Tuesday night we rested. Wednesday night we drove down the street to the new Ann Arbor Hullabaloo for a scheduled gig, our first in Ann Arbor. Everything was cool while the first band, the Sugar Cube, did their thing, although we noticed that there were a lot more rent-a-cops than you would expect in such a small place. The shit hit the fan when the MC5 started playing: by the time “Borderline” was over, at the start of the first set, the squad cars had started to turn into the parking lot, and before five tunes had been played there were 7 squad cars, at least two cars full of plainclothes detectives, Lt. Staudemire of the Narcotics Bureau, and other assorted officials hassling the club owners about the “noise.” When the band refused to alter their amplifier settings and protested what we saw as an attempt to artistic censorship, the police moved inside and shut off the power to the stage.
The enraged audience started chanting with the band: “Power! Power! Power!”
The power stayed off. Rob Tyner started running it to the audience about the pigs and how they’re trying to cut off our power on all levels as the saxophones and gongs and drums came out, and then everyone merged in a non-electric orgy, chanting and dancing around and jumping up and down with glee. A police official in a white shirt and gold trim came up to the stand and handed me a ticket! I looked at the offense—”noisy (sic) band”—and ripped it up and went on playing just like everyone else.
We matched our magic against the pigs’ and it worked—any respect people had had for “law and order” as represented by the police force disappeared, and their futile tricks were exposed to the light. We carried on for the rest of an hour and then packed up and went home, grinning.
All of this bullshit was totally unnecessary: we just wanted to do our thing and let the people do their thing, but each time there was trouble it was initiated by the police and other authorities.
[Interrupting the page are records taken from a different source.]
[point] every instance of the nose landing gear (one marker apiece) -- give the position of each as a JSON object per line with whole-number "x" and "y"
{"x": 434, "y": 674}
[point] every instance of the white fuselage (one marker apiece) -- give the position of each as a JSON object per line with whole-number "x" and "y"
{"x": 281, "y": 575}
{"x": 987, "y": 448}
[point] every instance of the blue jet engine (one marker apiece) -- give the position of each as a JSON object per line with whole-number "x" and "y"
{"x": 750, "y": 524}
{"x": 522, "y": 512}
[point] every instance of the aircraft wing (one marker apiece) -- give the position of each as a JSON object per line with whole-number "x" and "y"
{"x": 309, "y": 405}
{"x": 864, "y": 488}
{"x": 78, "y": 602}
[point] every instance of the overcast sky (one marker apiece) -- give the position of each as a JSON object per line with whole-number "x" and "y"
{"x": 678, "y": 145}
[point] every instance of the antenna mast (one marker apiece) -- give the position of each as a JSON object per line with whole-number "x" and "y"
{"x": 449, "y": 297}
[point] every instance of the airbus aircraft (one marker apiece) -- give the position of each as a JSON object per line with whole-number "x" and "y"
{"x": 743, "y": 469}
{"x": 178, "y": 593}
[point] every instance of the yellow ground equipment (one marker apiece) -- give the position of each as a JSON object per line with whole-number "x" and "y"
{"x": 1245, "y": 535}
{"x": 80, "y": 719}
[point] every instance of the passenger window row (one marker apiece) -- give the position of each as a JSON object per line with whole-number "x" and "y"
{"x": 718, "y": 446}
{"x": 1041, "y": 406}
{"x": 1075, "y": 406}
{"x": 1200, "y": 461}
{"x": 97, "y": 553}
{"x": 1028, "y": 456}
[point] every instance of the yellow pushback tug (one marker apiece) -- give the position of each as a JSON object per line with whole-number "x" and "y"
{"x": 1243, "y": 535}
The old people seem to want to pretend that the world is just the way it is on television, and that other lives have no validity.
They don’t want people to know—or if they know, they don’t want it acknowledged—that men have cocks in their pants, that women have tits and cunts under their clothes, that people can say whatever they want wherever they want as long as it doesn’t HURT anyone, that their guns and honkie power and orders and phony laws are bullshit, that there’s no way any common words can “shock” and “corrupt” kids who are really hip to the whole deal and who are instead shocked and hurt by the insane disregard for human freedom that the police and other authorities practice as a matter of course.
People are getting hip to all of the old peoples’ lies and perversions, and they aren’t going to stand for it much longer. We sure aren’t!